Henricopolis, Henrie Town, Henrico
|Present Country||United States of America|
|Founded by||Thomas Dale|
|Named for||Prince Henry|
|Nearest city||Dutch Gap, Chesterfield County, Virginia|
|Area||12 acres (4.9 ha)|
|NRHP Reference #||72001400|
|Added to NRHP||April 13, 1972|
|Designated VLR||December 21, 1971|
The "Citie of Henricus" — also known as Henricopolis, Henrico Town or Henrico — was a settlement in Virginia founded by Sir Thomas Dale in 1611 as an alternative to the swampy and dangerous area around the original English settlement at Jamestown, Virginia. It was named for Prince Henry, the eldest son of King James I.

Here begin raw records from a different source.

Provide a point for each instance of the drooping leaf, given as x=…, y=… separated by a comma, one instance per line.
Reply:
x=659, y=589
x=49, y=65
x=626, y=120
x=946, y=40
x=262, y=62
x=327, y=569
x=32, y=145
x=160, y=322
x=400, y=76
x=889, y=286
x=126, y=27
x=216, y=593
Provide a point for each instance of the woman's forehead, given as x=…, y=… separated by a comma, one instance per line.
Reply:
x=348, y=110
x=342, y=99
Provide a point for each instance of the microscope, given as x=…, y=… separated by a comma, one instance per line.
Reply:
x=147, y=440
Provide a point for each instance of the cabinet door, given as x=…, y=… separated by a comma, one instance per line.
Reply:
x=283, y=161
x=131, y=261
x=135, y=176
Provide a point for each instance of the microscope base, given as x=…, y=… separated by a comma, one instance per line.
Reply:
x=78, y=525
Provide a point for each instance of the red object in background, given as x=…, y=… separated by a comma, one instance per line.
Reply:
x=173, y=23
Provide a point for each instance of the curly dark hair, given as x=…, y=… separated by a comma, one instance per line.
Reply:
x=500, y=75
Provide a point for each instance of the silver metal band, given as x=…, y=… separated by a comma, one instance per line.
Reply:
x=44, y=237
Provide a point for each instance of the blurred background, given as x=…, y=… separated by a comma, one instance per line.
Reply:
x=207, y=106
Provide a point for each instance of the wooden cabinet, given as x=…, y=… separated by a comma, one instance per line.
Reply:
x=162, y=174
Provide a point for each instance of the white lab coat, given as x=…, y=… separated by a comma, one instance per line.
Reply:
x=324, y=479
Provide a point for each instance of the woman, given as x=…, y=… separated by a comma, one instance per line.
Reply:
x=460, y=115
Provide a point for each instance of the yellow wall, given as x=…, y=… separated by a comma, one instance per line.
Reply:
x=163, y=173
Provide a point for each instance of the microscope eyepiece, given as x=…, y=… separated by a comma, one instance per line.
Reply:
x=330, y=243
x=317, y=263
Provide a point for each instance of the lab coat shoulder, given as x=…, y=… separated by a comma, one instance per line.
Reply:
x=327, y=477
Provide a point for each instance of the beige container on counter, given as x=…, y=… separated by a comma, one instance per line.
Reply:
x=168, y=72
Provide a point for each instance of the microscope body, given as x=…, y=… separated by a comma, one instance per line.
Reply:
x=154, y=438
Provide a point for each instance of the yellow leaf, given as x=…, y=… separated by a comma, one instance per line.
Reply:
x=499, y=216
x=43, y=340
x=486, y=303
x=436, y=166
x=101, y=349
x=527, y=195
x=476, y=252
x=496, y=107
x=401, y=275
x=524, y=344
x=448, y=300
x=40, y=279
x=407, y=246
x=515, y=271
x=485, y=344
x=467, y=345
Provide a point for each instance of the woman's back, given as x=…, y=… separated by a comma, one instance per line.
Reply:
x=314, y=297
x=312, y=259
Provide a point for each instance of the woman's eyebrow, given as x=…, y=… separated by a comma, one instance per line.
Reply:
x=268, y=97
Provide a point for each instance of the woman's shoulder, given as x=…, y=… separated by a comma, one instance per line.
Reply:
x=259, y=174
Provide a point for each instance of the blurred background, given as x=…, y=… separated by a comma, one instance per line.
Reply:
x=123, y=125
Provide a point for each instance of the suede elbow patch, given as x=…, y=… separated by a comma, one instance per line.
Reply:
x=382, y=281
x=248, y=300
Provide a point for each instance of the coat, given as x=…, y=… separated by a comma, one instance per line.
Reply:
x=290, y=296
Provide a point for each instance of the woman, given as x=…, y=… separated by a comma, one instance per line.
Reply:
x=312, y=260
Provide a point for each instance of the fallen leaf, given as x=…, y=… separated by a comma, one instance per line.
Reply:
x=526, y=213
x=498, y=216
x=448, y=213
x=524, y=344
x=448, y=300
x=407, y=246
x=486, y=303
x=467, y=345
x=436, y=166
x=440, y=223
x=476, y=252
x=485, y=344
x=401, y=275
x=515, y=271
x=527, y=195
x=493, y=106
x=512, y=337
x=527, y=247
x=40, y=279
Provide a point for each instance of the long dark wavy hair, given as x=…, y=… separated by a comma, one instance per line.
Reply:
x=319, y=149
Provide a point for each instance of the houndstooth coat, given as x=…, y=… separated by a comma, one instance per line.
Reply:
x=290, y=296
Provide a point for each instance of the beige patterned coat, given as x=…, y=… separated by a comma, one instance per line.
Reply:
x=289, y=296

The site of Henricus later became part of the Shire of Henrico (1634), renamed Henrico County in 1637. In 1749, the portion of Henrico County that lay south of the James River was detached to form the present-day Chesterfield County.
Today, the settlement is interpreted via Henricus Historical Park, a living history museum.
Henricus was one of the first successful English settlements in the New World and was located on the James River, just a few miles southeast of the modern city of Richmond, Virginia, but at the time, one of the westernmost outlying developments from the Colony of Virginia's fortified capital at Jamestown.
In 1612-1613, a facility known as "Mt. Malady" was built nearby, becoming the first hospital in the English colonies of North America.
This city is near where Pocahontas grew up among the Appomattoc tribe, where Reverend Alexander Whitaker converted her to Christianity during captivity and where she met John Rolfe, who married her on April 5, 1614. Rolfe's longtime friend, Reverend Richard Bucke of Wymondham officiated their wedding. They lived together across the river at the Varina Farms Plantation. Their son, Thomas Rolfe (named for Sir Thomas Dale, deputy governor of the colony of Virginia), was born on the plantation.
College at Henricus
The early seventeenth-century settlers tried to found the first institution of higher education in British America. In 1618, a royal charter was obtained for the University of Henrico, and in following years land was set aside for its use. By 1622, nothing more than a school for Native Americans existed when the town and much of the English settlement were destroyed in the Indian Massacre of 1622. By 1623, there were more settlers on the college land than before the massacre. The next year King James dissolved the Virginia Company and its college, seizing its assets and transforming the proprietary colony into a royal one.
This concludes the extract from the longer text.